- Born: August 15, 1982 (age 42) Midar, Morocco
- Criminal status: In prison
- Criminal charge: Terrorism, Weapon Charges
- Penalty: 5 years and 4 years imprisonment (different cases)

= Nouredine el Fahtni =

Nouredine el Fahtni (also Noreddine el Fahtni; born 15 August 1982), is a Moroccan who is a suspected member of the Islamic terrorist organisation Hofstad Network, a Dutch organisation agitating for jihad against parliamentary democracy and the foundation of an Islamic state.

El Fahtni was arrested in Portugal in the summer of 2004, during the European Football Championship, on suspicion of planning an attack on then Portuguese prime minister José Manuel Durão Barroso, but was released for insufficient evidence.

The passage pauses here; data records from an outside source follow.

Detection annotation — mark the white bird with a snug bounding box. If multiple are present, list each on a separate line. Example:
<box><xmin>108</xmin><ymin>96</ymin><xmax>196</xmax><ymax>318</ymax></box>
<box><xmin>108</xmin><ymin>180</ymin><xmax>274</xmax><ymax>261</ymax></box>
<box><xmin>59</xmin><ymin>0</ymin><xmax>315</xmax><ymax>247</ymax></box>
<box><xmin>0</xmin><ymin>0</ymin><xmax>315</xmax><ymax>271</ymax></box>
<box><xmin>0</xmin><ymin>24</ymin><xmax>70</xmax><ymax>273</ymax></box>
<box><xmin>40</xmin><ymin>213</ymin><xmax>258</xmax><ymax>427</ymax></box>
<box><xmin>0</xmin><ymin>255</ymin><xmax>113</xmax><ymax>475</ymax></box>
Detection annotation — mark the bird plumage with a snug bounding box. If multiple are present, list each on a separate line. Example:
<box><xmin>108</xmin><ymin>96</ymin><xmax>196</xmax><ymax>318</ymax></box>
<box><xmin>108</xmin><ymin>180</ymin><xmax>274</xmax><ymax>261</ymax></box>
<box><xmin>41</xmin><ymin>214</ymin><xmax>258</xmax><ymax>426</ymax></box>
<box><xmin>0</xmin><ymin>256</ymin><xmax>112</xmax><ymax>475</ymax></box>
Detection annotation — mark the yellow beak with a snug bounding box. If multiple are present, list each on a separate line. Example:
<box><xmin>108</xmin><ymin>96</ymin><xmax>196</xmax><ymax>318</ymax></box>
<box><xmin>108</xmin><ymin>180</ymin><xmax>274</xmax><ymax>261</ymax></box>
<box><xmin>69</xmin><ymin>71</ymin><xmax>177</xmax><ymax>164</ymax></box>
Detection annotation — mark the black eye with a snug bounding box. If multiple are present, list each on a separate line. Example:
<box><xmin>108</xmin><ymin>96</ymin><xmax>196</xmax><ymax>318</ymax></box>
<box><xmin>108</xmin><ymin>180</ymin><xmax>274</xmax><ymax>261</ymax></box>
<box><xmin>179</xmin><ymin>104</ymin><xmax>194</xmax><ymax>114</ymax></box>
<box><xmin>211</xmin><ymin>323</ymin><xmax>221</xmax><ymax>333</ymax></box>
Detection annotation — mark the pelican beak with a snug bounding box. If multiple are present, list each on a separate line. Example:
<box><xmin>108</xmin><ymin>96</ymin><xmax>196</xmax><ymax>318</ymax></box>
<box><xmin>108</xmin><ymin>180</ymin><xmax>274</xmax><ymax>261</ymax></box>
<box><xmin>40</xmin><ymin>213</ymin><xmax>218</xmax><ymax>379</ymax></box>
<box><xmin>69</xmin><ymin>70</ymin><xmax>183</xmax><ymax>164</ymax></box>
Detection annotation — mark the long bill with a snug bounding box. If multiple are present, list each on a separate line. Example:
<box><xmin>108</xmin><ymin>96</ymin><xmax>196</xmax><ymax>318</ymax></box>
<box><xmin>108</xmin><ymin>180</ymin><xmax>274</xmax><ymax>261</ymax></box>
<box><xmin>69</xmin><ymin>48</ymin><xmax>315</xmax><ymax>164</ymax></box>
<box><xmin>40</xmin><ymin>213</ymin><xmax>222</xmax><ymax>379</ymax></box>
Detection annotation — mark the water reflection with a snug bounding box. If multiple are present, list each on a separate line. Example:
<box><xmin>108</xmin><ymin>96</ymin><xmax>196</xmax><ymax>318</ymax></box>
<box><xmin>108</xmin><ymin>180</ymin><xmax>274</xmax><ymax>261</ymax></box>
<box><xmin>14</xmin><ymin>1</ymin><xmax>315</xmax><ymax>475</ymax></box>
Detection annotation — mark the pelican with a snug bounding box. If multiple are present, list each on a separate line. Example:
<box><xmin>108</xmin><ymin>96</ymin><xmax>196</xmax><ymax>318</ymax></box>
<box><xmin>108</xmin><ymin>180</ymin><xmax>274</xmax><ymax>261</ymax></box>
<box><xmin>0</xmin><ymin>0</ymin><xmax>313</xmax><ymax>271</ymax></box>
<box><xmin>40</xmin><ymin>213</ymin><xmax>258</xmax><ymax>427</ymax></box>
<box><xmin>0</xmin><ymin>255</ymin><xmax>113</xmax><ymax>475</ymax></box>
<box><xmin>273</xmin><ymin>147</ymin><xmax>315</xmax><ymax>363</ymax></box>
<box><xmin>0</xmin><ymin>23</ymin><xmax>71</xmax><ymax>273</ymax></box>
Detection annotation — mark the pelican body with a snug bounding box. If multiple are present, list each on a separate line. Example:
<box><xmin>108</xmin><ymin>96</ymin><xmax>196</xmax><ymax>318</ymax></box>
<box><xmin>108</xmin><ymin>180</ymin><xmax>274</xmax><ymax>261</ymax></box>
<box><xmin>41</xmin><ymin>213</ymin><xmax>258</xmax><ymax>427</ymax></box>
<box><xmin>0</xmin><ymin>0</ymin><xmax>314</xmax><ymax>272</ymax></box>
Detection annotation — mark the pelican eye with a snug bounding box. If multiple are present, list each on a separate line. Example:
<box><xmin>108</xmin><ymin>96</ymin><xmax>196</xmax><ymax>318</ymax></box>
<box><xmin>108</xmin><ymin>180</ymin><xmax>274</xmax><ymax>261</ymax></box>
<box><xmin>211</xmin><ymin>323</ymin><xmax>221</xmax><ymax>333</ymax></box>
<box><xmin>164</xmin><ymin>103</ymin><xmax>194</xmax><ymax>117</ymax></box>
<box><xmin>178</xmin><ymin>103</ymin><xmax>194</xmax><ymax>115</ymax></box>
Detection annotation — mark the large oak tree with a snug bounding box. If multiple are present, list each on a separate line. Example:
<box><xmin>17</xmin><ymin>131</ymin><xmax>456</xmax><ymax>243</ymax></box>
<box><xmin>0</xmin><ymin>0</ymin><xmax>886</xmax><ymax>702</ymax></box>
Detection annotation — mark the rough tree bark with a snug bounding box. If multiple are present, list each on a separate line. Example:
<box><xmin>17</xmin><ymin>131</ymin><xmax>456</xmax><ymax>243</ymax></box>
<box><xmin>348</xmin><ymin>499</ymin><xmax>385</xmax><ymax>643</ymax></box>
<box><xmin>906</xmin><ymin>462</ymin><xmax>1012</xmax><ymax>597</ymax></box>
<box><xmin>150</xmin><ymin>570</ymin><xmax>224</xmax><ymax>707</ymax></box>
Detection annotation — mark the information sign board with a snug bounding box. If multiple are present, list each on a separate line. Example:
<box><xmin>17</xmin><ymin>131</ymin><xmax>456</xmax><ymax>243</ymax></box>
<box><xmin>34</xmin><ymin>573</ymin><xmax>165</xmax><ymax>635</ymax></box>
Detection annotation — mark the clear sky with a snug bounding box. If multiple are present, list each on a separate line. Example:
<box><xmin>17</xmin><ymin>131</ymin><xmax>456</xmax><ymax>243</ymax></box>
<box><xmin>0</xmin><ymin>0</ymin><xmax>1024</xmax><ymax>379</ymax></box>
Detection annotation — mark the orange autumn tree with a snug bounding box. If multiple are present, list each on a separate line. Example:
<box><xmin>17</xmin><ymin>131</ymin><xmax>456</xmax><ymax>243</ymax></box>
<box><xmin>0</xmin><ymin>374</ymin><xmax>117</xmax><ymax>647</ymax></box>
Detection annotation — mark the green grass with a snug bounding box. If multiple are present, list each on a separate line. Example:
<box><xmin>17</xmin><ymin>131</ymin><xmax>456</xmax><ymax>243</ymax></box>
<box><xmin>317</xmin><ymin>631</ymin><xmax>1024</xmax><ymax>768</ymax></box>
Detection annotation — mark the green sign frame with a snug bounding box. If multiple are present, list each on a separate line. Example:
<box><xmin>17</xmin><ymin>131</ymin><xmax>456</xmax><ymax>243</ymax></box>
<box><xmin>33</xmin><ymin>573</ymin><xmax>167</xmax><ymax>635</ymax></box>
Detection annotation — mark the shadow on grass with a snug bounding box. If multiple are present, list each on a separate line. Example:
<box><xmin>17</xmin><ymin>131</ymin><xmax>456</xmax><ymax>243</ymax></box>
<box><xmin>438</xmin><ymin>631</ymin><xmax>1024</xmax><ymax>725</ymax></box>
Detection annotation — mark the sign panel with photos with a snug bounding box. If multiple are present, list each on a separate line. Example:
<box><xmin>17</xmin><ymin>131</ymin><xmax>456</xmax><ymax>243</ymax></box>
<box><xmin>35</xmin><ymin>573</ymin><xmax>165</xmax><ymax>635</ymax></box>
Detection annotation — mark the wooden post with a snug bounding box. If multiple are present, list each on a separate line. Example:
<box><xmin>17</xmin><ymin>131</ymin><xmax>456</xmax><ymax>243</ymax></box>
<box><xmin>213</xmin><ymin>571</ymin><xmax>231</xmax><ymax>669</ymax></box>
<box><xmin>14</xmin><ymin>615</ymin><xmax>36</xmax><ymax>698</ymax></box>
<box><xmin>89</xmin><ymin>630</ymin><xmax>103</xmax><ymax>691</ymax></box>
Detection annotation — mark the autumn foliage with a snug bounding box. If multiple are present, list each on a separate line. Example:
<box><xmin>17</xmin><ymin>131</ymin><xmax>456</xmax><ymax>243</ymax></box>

In 2005, El Fahtni and his wife Soumaya Sahla were arrested in the Netherlands for possessing a loaded machine gun, for which Sahla received a nine-month sentence and El Fahtni five years. Prosecutors sought a 12-year sentence for El Fahtni's suspected involvement in the "Piranha terrorism plot" against politicians and the Dutch Secret Service, AIVD. On 1 December 2006, he was sentenced to four years imprisonment, while co-conspirators Mohammed Chentouf also received four years and Samir Azzouz eight years.